Some of the same legal and political concerns surrounding gerrymandering are around today. Shouldn’t voters and elected officials — not judges — institute the reforms necessary to curb gerrymandering? And if the court does step in, just what standards should it apply to determine the constitutional contours of legislative districts?
As in 1962, there are no easy answers. But the Roberts Court doesn’t have to decide all these matters right now. In Baker, the court only ruled that apportionment was a justiciable issue. It didn’t set any standards at the time. But just the fact that federal courts could scrutinize legislative districts induced many states to institute reforms and inspired a great deal of litigation. It was messy for a couple of years until the court determined what standards it would apply. Within a few years, however, nearly every state had altered its legislative districts and the nation quickly moved on.
The same could be done now. The court could make it clear that gerrymandering is a justiciable issue. It will undoubtedly induce a lot of lawsuits and inundate the lower courts with cases. But there are some benefits to this approach. As different litigants come up with their own standards, and federal judges have a chance to review these various methodologies, it will allow the nation to have a debate over which of these alternatives might work best. It will also give the justices a couple of years to take these different approaches into consideration before coming up with a more concrete set of guidelines. A great deal of uncertainty in the short run could lead to one of the most important reforms the nation has seen in decades in the long run.

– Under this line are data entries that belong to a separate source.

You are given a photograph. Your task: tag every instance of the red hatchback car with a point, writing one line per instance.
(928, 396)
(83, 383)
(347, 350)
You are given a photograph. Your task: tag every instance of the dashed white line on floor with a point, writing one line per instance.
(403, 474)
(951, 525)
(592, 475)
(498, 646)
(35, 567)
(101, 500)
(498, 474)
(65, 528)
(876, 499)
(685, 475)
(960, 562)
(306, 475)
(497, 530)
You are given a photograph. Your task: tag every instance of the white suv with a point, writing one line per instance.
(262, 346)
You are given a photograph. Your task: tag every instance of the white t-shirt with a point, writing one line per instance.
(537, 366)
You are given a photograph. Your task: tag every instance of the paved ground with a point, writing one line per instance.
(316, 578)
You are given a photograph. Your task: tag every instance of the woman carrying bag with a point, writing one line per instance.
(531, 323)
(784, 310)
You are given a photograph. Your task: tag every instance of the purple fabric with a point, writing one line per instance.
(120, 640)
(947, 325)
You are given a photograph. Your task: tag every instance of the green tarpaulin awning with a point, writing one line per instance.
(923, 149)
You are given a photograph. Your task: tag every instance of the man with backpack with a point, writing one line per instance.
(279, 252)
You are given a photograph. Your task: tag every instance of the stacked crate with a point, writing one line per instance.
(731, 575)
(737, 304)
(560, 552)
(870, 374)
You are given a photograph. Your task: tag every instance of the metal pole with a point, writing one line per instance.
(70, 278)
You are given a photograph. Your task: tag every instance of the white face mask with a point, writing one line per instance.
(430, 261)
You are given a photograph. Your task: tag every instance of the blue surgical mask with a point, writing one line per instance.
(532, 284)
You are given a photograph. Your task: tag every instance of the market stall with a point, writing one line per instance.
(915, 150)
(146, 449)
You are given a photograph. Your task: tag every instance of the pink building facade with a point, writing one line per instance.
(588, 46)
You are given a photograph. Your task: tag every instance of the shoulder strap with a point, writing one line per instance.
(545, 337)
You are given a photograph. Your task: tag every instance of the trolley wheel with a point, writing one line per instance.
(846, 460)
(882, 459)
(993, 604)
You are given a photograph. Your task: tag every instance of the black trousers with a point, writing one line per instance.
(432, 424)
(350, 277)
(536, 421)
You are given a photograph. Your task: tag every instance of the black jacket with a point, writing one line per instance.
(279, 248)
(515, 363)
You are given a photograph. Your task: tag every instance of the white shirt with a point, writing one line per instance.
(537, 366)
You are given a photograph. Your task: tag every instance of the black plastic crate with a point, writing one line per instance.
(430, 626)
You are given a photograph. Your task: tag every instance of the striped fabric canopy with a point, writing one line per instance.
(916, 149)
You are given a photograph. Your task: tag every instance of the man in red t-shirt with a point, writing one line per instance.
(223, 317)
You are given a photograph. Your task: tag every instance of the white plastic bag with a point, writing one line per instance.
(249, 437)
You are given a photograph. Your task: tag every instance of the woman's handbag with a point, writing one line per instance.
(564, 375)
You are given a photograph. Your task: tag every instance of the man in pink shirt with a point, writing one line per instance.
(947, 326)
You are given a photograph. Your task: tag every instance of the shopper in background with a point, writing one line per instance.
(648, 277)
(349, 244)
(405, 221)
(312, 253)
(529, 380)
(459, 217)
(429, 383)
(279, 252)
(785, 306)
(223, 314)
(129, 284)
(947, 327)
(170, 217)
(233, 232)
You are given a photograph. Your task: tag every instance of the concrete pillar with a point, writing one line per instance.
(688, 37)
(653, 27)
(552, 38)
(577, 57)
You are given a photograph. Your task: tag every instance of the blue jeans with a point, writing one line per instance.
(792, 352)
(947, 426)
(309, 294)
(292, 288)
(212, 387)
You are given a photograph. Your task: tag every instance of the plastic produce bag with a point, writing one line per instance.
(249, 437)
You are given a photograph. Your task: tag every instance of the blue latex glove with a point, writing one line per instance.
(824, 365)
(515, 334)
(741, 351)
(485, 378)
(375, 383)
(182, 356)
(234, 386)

QUESTION: What would you most want readers to remember from 1968 for the 2020 campaign?
BOBELIAN: I would urge readers to look at the parallels between these two time periods. Calling Obama a lame duck, McConnell refused to consider Merrick Garland’s nomination. Just as they had retaliated against Nixon’s nominees, Senate liberals sought to stymie Neil Gorsuch through a filibuster — the very mechanism used to thwart Fortas. The heated exchanges between Kavanaugh and Senate Democrats were eerily similar to the testy duels between Fortas and Thurmond.
Like Nixon during his presidential run, Trump also made overt promises to appoint certain types of justices.
None of this was good for the court back in 1968 and the same holds true today. It’s naïve to think that the justices were Platonic guardians free of partisan interests or ideological biases earlier in the nation’s history. But if the justices are little more than representatives of their respective political parties — which they have increasingly turned out to be in recent close, controversial cases — then it’s fair to ask whether we as a nation should entrust nine people operating a nondemocratic institution to make these kinds of decisions. The primary reason the justices have been safeguarded from the political process is so that they can remain above politics. A large number of Americans don’t look at the court that way, and that undermines the court’s legitimacy. It’s up to the justices to change that perception — and I give credit for the chief justice for trying to do so to some extent — and it’s up to future presidents and senators to work together to find more mutually acceptable nominees to fill the seats of the nation’s highest court rather than repeatedly maximizing their political advantages at the expense of their political rivals. That seems unlikely now, but if the two parties engage in a war of attrition over the Supreme Court, they may have no choice but to turn back the clock to a more collegial time.